Es un relato tan vívido el que da Pedro Montaner que no permite parar de leerlo hasta llegar al final. El pobre ingeniero y su familia, se ven envueltos en la revuelta y son hechos prisioneros. Su penosa odisea dura dieciséis meses. La población civil no tuvo tantas bajas como el clero. Muchos frailes sufrieron vejaciones en parte por odio alimentado durante años y en parte por pensarse que tenían guardados fantásticos tesoros. Cuenta el ingeniero, que la población de las aldeas estaba muy confusa y que a la llamada a manifestarse lo hicieron con banderas españolas, sin saber que contra quién debían manifestarse y sublevarse era precisamente contra los españoles. Los Estados Unidos aprovecharon la ocasión para apoyar las revueltas entrando en guerra contra los españoles. Una contienda perdida prácticamente de antemano. El momento histórico fue el de una España en plena decadencia y de Estados Unidos lanzándose como un coloso a la conquista del mundo. Al poco de ganar la revolución los filipinos, debieron dejar paso al poder imperialista americano, ya que los autóctonos no tenían ni infraestructuras ni organización suficiente para resistírseles.

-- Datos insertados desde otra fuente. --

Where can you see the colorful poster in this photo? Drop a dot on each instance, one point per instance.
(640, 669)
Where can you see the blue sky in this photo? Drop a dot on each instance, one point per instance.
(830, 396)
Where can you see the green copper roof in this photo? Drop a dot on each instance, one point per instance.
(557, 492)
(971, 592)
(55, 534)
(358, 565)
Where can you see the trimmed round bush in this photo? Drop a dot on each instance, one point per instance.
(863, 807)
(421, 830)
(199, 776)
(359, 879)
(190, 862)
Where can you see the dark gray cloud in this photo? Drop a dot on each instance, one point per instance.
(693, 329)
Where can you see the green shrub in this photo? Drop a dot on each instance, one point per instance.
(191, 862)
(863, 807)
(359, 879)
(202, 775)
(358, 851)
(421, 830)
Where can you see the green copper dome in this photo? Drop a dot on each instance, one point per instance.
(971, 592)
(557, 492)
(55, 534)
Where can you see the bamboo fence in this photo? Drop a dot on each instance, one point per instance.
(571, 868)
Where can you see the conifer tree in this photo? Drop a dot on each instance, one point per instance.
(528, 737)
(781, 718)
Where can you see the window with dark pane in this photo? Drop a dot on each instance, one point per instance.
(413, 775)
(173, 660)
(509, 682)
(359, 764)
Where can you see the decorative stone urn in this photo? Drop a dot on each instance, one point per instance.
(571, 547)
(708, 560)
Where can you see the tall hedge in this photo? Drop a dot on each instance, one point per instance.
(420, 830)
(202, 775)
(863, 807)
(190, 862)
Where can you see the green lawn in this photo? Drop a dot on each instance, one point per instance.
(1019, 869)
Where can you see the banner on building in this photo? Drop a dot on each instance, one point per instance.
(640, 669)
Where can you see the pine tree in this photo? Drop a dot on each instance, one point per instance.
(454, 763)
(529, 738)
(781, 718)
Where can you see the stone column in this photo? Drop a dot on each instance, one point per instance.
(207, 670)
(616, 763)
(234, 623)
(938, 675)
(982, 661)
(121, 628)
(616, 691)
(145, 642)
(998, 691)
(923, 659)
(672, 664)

Cuando se sustituyeron las autoridades del Gobierno filipino por las del ejército norteamericano de ocupación en Cagayan, los prisioneros españoles quedaron en libertad. Por el Tratado de París, Estado Unidos se comprometía a repatriarlos en 1899. Así llegó el ingeniero Pedro Montaner a España y a bordo del barco que lo traía, a través del telégrafo, sus compañeros ingenieros de caminos se ponían a su disposición para lo que necesitara y a su llegada le hicieron entrega del fondo que habían recaudado para su rescate. Es lógico que Pedro Montaner les estuviera agradecido de por vida, solo por este gesto tan generoso.